With corporate profits in the records of the U.S. breaking, Wall Street anxiously anticipating the return of individual investors to the stock market. It can be a long wait, because the little boy may have concluded the investment in shares is a sucker bet.
Investors, unlike traders, buying stocks in companies whose profits are ready to go. Conventional wisdom says that stock prices follow profits, but in the last two economic cycles, which simply did not happen.
In February 1998, the first S & P 500 closed above 1,000. From the first quarter of 1998 to the third quarter of 2010, business profits have increased by 203%, but the average daily close of the S & P 500 rose by only 7% - about half of one percent per year.
purchases of stocks does not seem to pay more because most of the greater value created by increased profits was captured by hedge funds, traders electronics, private equity funds, and aggressive mergers and acquisitions (M & A) stores - free-standing and major investment banks - which have mushroomed over the past two decades.
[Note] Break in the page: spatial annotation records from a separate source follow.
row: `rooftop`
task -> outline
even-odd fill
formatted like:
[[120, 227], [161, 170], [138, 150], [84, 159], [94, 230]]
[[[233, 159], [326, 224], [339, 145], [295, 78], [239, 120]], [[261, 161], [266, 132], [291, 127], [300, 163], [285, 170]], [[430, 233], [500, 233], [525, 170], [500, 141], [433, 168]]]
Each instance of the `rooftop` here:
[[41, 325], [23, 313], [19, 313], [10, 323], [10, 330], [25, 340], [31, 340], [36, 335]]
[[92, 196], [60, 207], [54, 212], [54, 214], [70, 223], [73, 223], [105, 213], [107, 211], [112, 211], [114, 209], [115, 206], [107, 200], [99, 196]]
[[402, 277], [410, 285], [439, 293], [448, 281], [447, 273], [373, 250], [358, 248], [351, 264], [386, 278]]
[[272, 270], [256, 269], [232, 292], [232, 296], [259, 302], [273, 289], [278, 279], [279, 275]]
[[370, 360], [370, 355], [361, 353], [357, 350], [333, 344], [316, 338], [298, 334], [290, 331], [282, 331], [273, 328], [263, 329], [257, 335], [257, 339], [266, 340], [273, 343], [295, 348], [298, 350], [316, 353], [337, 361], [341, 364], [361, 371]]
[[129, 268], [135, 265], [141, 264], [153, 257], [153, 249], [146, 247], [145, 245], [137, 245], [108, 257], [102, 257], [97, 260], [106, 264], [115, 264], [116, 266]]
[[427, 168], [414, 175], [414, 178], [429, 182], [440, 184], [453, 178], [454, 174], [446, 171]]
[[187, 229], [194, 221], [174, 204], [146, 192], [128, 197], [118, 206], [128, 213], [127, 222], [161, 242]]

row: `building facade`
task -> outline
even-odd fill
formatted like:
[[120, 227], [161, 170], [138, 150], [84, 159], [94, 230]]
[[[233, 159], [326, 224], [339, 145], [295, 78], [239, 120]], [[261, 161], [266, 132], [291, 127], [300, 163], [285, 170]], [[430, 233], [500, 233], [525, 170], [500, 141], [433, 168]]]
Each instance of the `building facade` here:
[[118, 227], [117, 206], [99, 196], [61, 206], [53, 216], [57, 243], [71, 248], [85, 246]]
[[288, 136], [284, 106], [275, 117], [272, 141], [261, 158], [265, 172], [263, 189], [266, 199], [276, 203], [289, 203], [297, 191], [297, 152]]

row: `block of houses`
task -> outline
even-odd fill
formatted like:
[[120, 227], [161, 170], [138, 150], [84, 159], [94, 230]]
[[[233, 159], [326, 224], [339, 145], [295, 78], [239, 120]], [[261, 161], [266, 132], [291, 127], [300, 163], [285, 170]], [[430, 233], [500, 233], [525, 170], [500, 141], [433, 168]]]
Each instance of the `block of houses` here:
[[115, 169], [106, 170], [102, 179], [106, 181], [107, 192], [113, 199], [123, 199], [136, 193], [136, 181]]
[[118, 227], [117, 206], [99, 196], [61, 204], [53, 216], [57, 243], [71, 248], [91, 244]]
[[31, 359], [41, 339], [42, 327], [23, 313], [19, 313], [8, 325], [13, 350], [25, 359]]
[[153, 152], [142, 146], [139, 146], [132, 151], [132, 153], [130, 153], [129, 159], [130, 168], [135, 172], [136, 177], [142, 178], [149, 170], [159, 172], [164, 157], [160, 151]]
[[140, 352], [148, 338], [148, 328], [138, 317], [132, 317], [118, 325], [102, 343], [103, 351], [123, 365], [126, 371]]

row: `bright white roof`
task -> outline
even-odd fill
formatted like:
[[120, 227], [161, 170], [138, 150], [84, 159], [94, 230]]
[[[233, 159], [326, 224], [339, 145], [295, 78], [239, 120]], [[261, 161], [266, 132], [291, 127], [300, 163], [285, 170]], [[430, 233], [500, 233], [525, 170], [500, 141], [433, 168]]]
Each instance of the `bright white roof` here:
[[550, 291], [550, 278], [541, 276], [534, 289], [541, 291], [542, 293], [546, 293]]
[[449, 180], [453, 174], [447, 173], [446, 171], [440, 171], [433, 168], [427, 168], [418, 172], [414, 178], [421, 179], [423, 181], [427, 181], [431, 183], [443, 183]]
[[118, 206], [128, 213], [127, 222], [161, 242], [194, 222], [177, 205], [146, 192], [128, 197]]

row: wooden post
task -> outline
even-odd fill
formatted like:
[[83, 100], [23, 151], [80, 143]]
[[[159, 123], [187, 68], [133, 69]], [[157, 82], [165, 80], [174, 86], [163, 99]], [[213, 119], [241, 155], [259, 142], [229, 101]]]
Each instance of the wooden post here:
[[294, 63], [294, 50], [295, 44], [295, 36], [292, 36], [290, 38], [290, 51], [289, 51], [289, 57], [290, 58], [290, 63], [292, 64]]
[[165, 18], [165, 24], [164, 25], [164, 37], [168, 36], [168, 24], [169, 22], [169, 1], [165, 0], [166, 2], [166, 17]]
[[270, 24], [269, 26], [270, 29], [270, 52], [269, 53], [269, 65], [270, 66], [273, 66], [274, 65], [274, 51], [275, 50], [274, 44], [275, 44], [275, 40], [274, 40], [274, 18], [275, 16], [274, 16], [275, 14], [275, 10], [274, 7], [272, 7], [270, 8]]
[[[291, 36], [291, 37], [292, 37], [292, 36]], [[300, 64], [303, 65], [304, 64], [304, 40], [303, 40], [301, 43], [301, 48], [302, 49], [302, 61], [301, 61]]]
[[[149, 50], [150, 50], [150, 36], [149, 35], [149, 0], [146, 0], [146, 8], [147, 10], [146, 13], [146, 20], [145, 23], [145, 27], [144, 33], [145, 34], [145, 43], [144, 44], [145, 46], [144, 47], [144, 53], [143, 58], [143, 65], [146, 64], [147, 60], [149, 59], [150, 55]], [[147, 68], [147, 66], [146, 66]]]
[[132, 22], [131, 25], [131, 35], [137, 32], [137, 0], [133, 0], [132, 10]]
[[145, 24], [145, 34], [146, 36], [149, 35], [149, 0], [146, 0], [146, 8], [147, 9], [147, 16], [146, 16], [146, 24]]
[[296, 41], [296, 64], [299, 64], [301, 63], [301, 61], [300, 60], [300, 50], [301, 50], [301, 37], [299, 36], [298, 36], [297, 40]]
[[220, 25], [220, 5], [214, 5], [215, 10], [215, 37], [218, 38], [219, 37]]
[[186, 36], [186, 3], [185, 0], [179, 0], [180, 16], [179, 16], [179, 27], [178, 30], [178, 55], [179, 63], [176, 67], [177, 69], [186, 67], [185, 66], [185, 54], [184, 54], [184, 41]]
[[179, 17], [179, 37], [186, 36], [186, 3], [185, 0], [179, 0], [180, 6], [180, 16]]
Their activities, in essence, are divided into two categories. aggressive trading - for example, by exploiting the possibilities complex short circuit, quickly identify and exploit their intentions in negotiating large mutual funds and other tactics often associated with exotic and ambiguity of e-commerce. Direct purchase of assets - buying companies underperforming, in whole or in part, to force managers to pay large sums to reorganize their businesses through mergers and divestitures, or exploit business opportunities unattended town manager have been lazy about pursuing.
Not everything was negative for stock prices or unfair.
Cleverly summarizing public information to identify the value in the company before other investors is the way in which stars such as Warren Buffet has become legend. The permanent increase in stock prices in the wake of their actions, and that's good for the ordinary investor in the stock already collect.
Shaping up underperforming companies probably started even before the first greek shippers bought out the rival captains to discharge incompetent and reduce the risks of the sea, spread overheads and get more leverage with the potters, weavers, farmers, and foreign merchants.
However, too much of a good thing - the e-commerce and aggressive coverage - can be disruptive. Watch the costs imposed by the May 6 "Flash Crash" defensive tactics by managers or company besieged by unjustified short circuit. And, often regarded as private equity and M & A shops acquisition of companies and load them up with debt, make large payouts for business, and then disappoint investors and creditors.
Through the above information, fast execution and aggressive marketing, traders and businessmen to capture a large amount of potential increase in value created by new and expected corporate profits before the value is recognized in share prices. This translates into lavish compensation for traders and speculators and stock prices that do not increase profits.
Instead of ordinary people get a decent return on their retirement accounts, real estate prices in the Hamptons and luxury goods sales rise best shopping in Manhattan.
Hedge funds, electronic traders, private equity and M & A in the shops you act on information that is obtained through a careful, legitimate research, but as the ongoing investigations by the Securities and Exchange Commission into insider trading and has published voyeuring electronic reports indicate critical competitive information is obtained through immoral means, and perhaps illegal. The data from unwary corporate officers snooping through electronic espionage and disadvantages of further opportunities for gains by individual investors and traditional mutual funds and pension funds.
It seems completely absurd, but consider that JPMorgan and Bank of America has gone through the entire quarter, third, without a negative trading day - no day to lose on trades of property. Unless you believe in perfection, something stinks about the information they are using.
If someone is winning all the time, then someone else is losing. This is the common investor. Stocks have become a rigged game.
Peter Morici is a professor at the Smith School of Business, University of Maryland School, and former chief economist at the U.S. International Trade Commission.